While I can't give you exact step-by-step information because I don't know who Vercel or ImprovMX are, I can provide a general answer which should help a lot. It is impractical to 100% avoid downtime, but you can minimize it (It is possible to do without downtime, but it is very complex and requires you run your own mail proxy)
The first thing to do is reduce the TTL for your MX records and the A record associated with your mail server name as low as you can (60 seconds? Sometimes you can go even lower). Do this well in advance of any other changes so it gets cached. As its email, TTL does not make a significant difference to delivery times - but this means if there are any issues they can be recovered from quickly.
Then to shift your domain and email, make it a 2 step process, separated by some time. It is probably "safer" to your email across first, then your email first, then your domain registration. To migrate your email
- Set up the email boxes/forwards on your new provider as the first step prior to migration.
- When you are ready to migrate email, change the MX (and SPF, DKIM, DMARC if appropriate) records to point to your new provider - but don't change the A record for your mail server yet.
- Wait for the length of the TTL you changed everything to before you started the migration - hopefully only a minute.
- Get all your users to check their email boxes (which should grab the email at their old provider)
- Change the A record to that of the new provider.
Email should now be flowing to your new provider.
Once your email has been updated, set up the DNS zone with the new provider (the details should be the same as the updated ones wit the old provider), and transfer the domain across.

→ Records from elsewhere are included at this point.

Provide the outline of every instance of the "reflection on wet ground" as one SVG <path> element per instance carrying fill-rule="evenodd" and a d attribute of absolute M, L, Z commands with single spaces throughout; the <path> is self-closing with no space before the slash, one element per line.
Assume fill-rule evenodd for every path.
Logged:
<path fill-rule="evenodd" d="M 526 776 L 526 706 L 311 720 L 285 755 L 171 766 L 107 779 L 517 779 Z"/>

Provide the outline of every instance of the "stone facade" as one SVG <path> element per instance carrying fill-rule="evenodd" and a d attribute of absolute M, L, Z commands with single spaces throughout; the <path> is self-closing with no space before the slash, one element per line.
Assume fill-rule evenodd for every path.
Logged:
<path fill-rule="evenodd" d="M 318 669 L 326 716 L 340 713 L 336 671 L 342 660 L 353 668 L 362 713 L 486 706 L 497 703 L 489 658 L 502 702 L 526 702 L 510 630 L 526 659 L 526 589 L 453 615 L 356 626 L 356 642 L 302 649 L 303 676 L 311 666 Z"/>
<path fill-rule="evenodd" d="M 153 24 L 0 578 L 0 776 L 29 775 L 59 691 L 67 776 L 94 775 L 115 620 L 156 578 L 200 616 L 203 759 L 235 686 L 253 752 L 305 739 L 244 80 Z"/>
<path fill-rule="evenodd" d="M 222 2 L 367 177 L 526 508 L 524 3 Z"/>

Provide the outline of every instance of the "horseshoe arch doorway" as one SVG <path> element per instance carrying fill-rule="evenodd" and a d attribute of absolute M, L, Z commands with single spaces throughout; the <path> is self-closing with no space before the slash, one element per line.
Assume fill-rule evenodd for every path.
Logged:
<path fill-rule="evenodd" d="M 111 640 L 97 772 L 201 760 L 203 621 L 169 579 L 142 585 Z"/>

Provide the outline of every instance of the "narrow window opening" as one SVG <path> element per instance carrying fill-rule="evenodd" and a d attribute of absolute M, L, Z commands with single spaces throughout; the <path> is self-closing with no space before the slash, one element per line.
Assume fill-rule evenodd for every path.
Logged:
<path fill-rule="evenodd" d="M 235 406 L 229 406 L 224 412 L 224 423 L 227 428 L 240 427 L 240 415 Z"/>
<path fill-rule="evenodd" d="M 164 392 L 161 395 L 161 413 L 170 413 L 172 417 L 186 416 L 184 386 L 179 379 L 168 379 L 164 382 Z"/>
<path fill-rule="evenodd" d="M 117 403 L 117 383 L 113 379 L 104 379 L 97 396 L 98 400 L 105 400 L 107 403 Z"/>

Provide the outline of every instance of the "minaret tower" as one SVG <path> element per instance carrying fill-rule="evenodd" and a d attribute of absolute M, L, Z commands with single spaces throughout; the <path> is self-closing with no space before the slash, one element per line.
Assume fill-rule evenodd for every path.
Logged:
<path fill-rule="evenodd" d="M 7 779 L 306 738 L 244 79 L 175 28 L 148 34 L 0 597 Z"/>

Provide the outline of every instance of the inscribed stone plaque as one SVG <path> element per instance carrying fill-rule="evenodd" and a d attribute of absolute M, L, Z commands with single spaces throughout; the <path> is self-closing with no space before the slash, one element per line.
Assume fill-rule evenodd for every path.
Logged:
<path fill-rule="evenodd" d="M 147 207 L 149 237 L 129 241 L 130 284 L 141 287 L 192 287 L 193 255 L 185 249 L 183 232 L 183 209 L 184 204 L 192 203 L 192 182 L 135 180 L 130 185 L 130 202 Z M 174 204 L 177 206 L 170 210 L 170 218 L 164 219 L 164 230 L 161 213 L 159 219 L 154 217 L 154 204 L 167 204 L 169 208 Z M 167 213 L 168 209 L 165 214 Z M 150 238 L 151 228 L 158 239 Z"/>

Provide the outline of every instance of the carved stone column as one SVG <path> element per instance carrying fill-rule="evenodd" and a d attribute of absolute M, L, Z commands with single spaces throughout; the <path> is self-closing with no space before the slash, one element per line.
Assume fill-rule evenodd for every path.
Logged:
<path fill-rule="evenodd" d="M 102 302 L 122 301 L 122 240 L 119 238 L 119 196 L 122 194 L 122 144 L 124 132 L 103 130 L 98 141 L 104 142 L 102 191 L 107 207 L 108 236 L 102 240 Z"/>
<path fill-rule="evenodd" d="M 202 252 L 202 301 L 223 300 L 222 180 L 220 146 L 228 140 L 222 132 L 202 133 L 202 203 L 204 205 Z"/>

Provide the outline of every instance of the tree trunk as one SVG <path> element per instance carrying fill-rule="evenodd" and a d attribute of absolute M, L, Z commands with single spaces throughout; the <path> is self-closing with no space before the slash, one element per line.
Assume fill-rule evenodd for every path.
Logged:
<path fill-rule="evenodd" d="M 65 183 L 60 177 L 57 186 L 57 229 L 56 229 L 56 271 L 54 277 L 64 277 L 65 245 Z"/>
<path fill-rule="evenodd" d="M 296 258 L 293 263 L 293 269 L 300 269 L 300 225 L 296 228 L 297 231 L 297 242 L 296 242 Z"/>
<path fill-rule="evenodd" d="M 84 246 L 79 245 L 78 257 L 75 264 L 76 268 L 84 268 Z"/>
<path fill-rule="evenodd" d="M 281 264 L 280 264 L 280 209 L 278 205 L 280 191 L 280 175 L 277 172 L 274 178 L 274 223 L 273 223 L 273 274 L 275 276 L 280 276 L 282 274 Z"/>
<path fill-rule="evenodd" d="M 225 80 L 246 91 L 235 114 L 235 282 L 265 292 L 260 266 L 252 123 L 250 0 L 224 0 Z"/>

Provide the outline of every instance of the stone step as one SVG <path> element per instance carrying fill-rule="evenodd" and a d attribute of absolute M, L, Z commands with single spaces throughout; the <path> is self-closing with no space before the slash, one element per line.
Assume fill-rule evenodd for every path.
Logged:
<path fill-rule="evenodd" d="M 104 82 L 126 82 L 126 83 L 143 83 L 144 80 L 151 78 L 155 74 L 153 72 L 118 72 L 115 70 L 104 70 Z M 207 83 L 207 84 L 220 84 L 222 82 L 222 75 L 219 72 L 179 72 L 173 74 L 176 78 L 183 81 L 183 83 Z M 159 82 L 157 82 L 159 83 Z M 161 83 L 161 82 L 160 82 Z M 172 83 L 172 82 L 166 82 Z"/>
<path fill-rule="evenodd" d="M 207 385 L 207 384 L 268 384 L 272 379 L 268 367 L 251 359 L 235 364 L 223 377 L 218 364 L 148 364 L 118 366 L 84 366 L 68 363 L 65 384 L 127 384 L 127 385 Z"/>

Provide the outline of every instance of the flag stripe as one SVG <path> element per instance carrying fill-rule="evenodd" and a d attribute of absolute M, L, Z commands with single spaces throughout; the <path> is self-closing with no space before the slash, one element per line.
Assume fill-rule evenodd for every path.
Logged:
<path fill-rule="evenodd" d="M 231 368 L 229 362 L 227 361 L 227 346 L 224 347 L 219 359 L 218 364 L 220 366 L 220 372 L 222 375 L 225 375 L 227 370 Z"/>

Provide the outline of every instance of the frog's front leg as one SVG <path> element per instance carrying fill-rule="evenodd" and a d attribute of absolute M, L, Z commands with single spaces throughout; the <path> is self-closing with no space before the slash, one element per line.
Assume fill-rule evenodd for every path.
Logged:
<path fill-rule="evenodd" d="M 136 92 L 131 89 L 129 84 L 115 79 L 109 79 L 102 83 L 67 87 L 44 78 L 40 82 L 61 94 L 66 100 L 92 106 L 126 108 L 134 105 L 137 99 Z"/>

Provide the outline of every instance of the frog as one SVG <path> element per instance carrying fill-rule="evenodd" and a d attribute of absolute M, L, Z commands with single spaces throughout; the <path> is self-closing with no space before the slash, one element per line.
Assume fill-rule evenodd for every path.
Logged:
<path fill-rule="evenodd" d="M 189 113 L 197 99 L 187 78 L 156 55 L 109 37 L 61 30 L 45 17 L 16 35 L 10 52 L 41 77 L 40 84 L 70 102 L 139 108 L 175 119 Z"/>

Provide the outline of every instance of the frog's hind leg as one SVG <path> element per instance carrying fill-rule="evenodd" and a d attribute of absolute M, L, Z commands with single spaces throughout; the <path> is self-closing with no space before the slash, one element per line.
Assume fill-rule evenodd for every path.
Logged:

Note that this is a generic outline, but there are lots of variables to consider - and which we can't advise you of without specific knowledge - but some gotchas include -
If you are using IMAP or a similar protocol which stores the primary copy of mail on the server, and then syncs clients to it you will loose the old email store. How email clients handle this will depend on the email client - you will want to test this before the migration.
You may be able to use a program to sync your IMAP email between your old and new boxes (and to give you more flexibility), if you know the credentials for all your users you can use a program to sync IMAP between your old and new mail servers. (In fact, this can get you out of a whole lot of problems). One such tool to do this under Linux is imapsync. There may be similar tools for Windows.
You need to be careful with SPF records during the migration - either set your SPF to soft fail, or temporarily include the records for the old and servers in the same record.
It may be possible to schedule this for the middle of the night and not do it without downtime - rather do it without impacting your mailbox owners. Depends on your userbase and dedication to the cause I guess.
BACKUP, BACKUP, BACKUP. Any major migration has the opportunity to go horribly wrong To be frank, I've no idea how most people handle email backups - I suspect they don't. There are tools that can back up IMAP mailboxes, and possibly you can do local backups of your users emails. (When I do a major migration, I backup the raw maildir/mailspool - but I am a Linux systems administrator by trade).